Podcasts that tell a different story each week – such as Lore, which offers up tall tales of supernatural folklore – have bombed on screen. Podcasts about podcasters themselves – including Limetown, about a fictional NPR reporter uncovering the mystery surrounding a research facility in Tennessee – have not seen ­people clicking play. (The fact the latter, starring Jessica Biel, aired on Facebook Watch likely didn’t help either, as it proved to be the one cache of data Facebook managed to keep almost entirely private.) The less said about the podcast StartUp – Gimlet Media’s pod about businesses at their early stages, which told the story of Gimlet Media itself and spawned a show that starred Zach Braff – the better. 

Some of the best podcasts have simply proved unadaptable. The first mega-hit series of Serial, which investigated the potential innocence of convicted murderer Adnan Syed and made host Sarah Koenig a minor celebrity, has proved too knotty and open-ended for TV. The Oscar-winning director of Spotlight, Tom McCarthy, has kicked the tyres on the idea of adapting S-Town – podcasting’s one true masterpiece, a novel in real-life audio form – ­without any progress being made. 

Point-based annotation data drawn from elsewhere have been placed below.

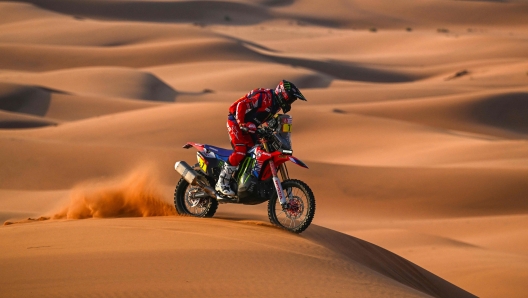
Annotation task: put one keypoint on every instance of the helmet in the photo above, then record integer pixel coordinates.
(287, 93)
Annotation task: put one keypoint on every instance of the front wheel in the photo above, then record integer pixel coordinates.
(301, 207)
(189, 200)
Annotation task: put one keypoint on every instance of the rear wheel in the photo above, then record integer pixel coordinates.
(190, 200)
(301, 207)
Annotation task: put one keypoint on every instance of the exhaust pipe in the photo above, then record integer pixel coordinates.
(190, 175)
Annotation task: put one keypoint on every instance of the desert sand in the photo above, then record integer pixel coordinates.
(415, 132)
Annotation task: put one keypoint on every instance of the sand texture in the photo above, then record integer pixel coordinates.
(415, 132)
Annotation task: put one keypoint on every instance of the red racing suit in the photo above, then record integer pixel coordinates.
(257, 107)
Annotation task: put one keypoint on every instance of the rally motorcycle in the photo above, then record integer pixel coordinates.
(291, 203)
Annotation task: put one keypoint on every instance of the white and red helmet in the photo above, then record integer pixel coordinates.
(287, 93)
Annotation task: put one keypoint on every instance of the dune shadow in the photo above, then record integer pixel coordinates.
(505, 111)
(204, 12)
(384, 262)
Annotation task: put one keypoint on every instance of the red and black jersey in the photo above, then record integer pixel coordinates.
(257, 107)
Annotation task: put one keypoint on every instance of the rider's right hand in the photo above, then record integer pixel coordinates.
(248, 127)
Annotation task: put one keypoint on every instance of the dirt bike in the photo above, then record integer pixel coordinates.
(291, 203)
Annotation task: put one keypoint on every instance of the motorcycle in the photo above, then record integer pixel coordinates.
(291, 202)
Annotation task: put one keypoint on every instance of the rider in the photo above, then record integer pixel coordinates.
(245, 115)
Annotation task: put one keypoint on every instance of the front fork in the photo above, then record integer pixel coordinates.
(276, 180)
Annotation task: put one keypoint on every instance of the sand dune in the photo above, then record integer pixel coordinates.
(414, 131)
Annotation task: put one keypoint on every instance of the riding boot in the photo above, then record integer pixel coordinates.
(222, 185)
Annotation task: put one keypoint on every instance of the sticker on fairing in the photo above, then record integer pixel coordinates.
(202, 163)
(286, 127)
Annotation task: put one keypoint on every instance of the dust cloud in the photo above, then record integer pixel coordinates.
(136, 195)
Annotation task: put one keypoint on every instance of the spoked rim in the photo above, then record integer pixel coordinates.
(195, 206)
(297, 212)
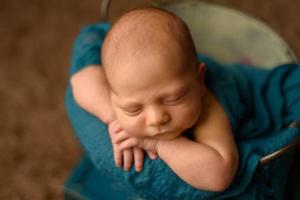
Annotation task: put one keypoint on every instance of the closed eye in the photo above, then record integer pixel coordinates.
(175, 100)
(132, 111)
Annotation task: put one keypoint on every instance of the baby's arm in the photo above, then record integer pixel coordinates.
(91, 92)
(209, 162)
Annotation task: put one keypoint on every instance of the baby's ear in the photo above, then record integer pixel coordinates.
(201, 76)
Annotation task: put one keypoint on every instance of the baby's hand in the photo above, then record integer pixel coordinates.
(125, 141)
(127, 156)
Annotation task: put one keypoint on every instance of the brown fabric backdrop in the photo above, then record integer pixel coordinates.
(37, 148)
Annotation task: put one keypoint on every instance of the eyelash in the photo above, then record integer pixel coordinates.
(175, 101)
(133, 113)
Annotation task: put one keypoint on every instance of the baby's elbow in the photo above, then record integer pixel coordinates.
(226, 175)
(223, 176)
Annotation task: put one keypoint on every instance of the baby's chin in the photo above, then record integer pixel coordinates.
(168, 135)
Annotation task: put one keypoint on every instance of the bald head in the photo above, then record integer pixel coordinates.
(147, 32)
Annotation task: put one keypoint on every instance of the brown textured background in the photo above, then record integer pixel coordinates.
(37, 147)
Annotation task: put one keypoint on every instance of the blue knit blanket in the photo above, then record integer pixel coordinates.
(259, 103)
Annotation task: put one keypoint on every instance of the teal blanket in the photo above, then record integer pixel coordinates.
(259, 103)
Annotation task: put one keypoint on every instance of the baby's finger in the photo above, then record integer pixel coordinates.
(152, 155)
(127, 159)
(129, 143)
(121, 136)
(117, 127)
(118, 156)
(138, 155)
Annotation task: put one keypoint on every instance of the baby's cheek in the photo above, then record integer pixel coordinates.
(131, 126)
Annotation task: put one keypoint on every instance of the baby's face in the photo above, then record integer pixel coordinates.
(156, 100)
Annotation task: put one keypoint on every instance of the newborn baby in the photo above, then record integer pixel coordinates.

But make no mistake: we are now living in a podcast world. For proof, look at how podcasts themselves have become the stars of the show. The best, warmest, funniest show currently on TV is Only Murders In The Building on Disney+, in which Steve Martin, Martin Shaw and Selena Gomez play true crime podcast-obsessed neighbours who start their own pod when someone is found dead in their apartment building. After just four episodes had aired, news came that it had already been renewed for a second series.